Photophysics of Aromatic Molecules with Low-Lying πσ* States: Excitation-Energy Dependence of Fluorescence in Jet-Cooled Aromatic Nitriles

Excitation-energy dependence of fluorescence intensity and fluorescence lifetime has been measured for 4-dimethylaminobenzonitrile (DMABN), 4-aminobenzonitrile (ABN), 4-diisopropylaminobenzonitrile (DIABN), and 1-naphthonitrile (NN) in a supersonic free jet. In all cases, the fluorescence yield decreases rather dramatically, whereas the fluorescence lifetime decreases only moderately for S1 (pi pi*, L(b)) excess vibrational energy exceeding about 1000 cm(-1). This is confirmed by comparison of the normalized fluorescence excitation spectrum with the absorption spectrum of the compound in the vapor phase. The result indicates that the strong decrease in the relative fluorescence yield at higher energies is due mostly to a decrease in the radiative decay rate of the emitting state. Comparison of the experimental results with the TDDFT potential energy curves for excited states strongly suggests that the decrease in the radiative decay rate of the aminobenzonitriles at higher energies is due to the crossing of the pi pi* singlet state by the lower-lying pi sigma*(C[triple bond]N) singlet state of very small radiative decay rate. The threshold energy for the fluorescence "break-off" is in good agreement with the computed energy barrier for the pi pi*/pi sigma* crossing. For NN, on the other hand, the observed decrease is in fluorescence yield at higher excitation energies can best be attributed to the crossing of the pi pi* singlet state by the pi sigma* triplet state.

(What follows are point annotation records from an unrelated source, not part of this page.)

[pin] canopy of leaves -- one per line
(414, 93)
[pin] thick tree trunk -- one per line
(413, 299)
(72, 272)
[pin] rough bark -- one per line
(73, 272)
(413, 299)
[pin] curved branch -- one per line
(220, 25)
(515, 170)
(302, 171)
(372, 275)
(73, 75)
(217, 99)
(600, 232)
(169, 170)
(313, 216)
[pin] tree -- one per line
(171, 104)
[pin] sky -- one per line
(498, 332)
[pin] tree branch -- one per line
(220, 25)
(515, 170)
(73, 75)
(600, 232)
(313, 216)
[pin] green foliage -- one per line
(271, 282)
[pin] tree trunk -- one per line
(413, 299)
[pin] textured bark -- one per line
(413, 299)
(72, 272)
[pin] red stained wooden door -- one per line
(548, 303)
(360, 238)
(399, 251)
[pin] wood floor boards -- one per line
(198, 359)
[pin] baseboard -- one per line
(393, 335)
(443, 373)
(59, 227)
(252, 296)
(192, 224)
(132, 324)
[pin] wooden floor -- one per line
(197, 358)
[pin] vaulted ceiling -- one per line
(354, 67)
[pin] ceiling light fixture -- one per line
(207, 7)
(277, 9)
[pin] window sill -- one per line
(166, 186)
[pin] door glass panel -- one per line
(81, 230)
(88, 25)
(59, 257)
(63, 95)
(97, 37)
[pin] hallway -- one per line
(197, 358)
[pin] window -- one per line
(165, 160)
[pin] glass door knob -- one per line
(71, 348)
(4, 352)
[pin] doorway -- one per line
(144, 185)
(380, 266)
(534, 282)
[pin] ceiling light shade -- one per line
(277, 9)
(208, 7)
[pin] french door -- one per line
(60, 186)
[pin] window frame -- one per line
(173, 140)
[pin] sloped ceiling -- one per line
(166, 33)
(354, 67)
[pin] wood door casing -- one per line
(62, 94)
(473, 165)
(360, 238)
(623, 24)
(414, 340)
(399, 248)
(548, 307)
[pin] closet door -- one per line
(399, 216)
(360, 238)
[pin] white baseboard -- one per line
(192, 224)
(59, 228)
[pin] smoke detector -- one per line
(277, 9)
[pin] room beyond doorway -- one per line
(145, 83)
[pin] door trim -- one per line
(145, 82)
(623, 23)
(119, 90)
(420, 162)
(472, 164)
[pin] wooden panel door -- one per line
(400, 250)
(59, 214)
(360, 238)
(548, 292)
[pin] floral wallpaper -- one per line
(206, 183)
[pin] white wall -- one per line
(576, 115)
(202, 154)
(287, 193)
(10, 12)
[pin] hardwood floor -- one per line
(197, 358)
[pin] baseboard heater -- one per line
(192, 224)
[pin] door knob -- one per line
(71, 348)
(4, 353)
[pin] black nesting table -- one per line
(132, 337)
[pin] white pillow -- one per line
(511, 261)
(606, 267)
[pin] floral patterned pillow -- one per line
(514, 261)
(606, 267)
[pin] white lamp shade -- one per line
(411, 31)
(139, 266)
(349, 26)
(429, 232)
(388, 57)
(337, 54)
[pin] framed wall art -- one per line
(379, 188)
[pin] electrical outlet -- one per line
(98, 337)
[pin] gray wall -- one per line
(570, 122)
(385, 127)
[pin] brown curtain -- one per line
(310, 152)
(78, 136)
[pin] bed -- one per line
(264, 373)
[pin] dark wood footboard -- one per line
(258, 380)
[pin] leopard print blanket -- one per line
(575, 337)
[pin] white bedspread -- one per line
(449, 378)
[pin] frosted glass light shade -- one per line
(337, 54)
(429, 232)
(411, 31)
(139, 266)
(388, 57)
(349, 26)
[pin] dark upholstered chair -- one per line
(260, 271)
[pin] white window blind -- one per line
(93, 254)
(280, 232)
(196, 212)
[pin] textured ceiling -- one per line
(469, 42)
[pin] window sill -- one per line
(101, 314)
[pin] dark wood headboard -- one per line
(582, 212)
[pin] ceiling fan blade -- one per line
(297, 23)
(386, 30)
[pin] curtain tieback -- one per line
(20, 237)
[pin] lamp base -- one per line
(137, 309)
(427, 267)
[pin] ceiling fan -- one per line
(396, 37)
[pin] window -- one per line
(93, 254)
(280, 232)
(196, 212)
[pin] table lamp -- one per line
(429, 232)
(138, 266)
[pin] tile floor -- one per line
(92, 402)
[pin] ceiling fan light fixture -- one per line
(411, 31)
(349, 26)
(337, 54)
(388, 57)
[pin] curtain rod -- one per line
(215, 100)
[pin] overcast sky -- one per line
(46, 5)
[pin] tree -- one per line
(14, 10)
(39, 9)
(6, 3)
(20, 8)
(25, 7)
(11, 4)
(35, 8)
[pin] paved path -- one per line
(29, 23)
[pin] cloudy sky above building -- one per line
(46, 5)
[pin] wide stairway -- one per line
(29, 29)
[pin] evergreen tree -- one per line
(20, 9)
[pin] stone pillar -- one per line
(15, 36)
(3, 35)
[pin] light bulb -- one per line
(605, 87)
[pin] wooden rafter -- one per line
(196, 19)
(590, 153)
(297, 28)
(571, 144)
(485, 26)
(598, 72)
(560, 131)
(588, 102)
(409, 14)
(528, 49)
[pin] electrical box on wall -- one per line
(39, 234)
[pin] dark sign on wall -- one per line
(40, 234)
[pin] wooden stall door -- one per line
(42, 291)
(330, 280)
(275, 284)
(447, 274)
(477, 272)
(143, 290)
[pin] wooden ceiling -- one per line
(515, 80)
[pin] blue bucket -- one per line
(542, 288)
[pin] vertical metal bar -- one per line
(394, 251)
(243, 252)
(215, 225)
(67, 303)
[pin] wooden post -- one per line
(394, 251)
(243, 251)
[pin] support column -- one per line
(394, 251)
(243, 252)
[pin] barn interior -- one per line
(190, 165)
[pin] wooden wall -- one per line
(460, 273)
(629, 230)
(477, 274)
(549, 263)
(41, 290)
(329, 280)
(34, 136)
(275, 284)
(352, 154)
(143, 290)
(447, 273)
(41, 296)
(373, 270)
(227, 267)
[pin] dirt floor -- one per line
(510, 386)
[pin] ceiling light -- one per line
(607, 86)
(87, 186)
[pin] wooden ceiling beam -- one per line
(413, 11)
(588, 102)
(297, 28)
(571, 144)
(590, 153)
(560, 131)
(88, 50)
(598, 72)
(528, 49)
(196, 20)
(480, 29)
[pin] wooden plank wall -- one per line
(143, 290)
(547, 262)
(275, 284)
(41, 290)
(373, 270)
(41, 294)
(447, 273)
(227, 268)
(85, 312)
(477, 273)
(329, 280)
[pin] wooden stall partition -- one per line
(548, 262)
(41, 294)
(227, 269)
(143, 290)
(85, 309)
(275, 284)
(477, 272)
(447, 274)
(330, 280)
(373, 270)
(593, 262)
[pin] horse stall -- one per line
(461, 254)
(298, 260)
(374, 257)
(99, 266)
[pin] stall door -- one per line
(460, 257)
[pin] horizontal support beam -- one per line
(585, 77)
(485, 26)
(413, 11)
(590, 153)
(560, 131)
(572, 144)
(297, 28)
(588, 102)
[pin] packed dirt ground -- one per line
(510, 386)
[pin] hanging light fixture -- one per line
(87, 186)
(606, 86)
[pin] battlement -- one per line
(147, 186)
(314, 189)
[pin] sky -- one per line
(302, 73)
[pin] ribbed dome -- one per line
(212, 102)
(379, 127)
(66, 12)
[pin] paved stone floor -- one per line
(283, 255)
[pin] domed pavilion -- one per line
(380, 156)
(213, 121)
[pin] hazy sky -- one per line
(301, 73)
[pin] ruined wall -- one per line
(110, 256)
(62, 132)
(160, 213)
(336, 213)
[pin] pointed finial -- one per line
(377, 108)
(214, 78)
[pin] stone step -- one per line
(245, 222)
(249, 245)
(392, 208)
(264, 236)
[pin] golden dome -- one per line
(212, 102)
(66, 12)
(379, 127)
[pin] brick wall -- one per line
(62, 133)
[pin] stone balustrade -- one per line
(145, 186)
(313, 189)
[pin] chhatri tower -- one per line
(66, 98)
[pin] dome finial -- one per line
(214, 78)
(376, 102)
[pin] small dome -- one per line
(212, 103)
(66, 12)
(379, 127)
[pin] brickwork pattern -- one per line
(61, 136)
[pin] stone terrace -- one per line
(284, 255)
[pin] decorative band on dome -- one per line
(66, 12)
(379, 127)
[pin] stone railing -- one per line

Photophysics of aromatic molecules with low-lying πσ* states: Fluorinated benzenes

Unlike fluorinated benzenes with four or less fluorine atoms, pentafluorobenzene (PFB) and hexafluorobenzene (HFB) exhibit very small fluorescence yields and short fluorescence lifetimes. These emission anomalies suggest that the nature of the first excited singlet (S(1)) state may be different for the two classes of fluorobenzenes. Consistent with this conjecture, the time-dependent density-functional theory calculations yield S(1) state of pi pi(*) character for fluorinated benzenes with four or less F atoms, and S(1) state of pi sigma(*) character for PFB and HFB. The pi sigma(*) character of the S(1) state of PFB and HFB has been confirmed by laser-induced fluorescence, which reveal the presence of a new electronic transition to the red of the (1)pi pi(*) (L(b))<--S(0) transition, which can be identified with the predicted low-energy (1)pi sigma(*)<--S(0) absorption. The low fluorescence yields and the short fluorescence lifetimes of PFB and HFB are consistent with the small radiative decay rate of the (1)pi sigma(*) state and efficient S(1) (pi sigma(*))-->S(0) internal conversion between two electronic states of very different geometries.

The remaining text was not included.